So, yesterday was a lovely day in general – knowing that we only have to grocery shop and prep food for about half the usual number of people is sort of freeing, and my mother and I had a nice, relaxed time running errands and acquiring said groceries.
However, there was also briefly a random series of coincidences that resulted in a slim chance that the boyfriend could join us here in the US for the week after Christmas (a colleague whose plans changed generously offered to trade weeks off with him, and he found a good flight price). I, naturally, immediately start to dream and scheme: his first time in the US would be at Christmas, with all the decorations and lights – how fun! We could enjoy cozy times by the fireplace! I could… take him to New York to see it for the first time but mostly stay outside so as not to catch freaking omicron? (Okay, that probably wouldn’t actually have been the best idea. But we could have found other fun, mostly outdoor things to do!) And maybe we could have told my parents about the potential baby together. And discussed potential plans to get married. (Not going to lie, those last two were the part of this dream I was most attached to.)

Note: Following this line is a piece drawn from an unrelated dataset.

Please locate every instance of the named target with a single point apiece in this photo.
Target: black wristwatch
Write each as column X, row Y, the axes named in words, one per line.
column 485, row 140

But. It doesn’t honestly seem responsible for him to travel at the moment, covid-wise. My brother might not even join us so as not to endanger my parents. So it would be weird for the boyfriend to be there but not my actual brother. Flight prices swiftly went back up. And overall it just seemed like it was not the right time for this adventure. I was honestly kind of crushed. I had built up that whole fantasy in my head in a matter of hours (even though haven’t we learned by now not to fantasize about really anything, during covid?) and all of a sudden it was wrapped up in the other disappointments of the past few years: almost the entirety of the “new couple” phase with the boyfriend will have been spent in covid times; it’s looking less and less likely that we’ll be able to have even one exciting, adventurous trip before becoming parents; it’s not looking like I’ll get to introduce the boyfriend to my family before being already visibly pregnant and/or without introducing our offspring to them at the same time; I probably won’t get to have a wedding (not that I wanted a huge one – just a simple white dress and my closer family members and friends and some yummy food… even just in the back yard!) before being parents.
I know we are super lucky overall: I finally found the boyfriend after a verrrry long time thinking I’d never find anyone; we bought and moved into our new house that we love this year; we haven’t lost anyone dear to us to covid (fingers crossed it stays that way); and we finally got a positive pregnancy test after over a year of trying! But I think it’s possible to recognize all this good fortune and still mourn some of the things that will never be. And I always find my way back to the positives, really. So I think it’s okay to be sad about these things for a few days before bucking back up.
In other news, I did go to the library yesterday and procured the above stack of books – not by following internet/blog/social media recommendations, but by my old method of scanning through the new fiction shelves and just grabbing anything that took my fancy. (Except Still Life – heard about Louise Penny on several different podcasts and thought cozy Christmas might be just the time to try it – and the Liane Moriarty. That one is actually a capitulation of sorts: every time I see any of her books that I haven’t read, I think “I’ll just save that for the next relaxing beach vacation with my mom”… but between covid, grandmother health problems, and mother health problems, that has not happened since September 2018. So. I’m going to go ahead and indulge in one over the holidays.)
And in other other news… I felt sort of weirdly queasy this morning. But also hungry. But only for very specific things (a bagel). Is that morning sickness? Omg!! (Best not to get hopes up yet, but still!)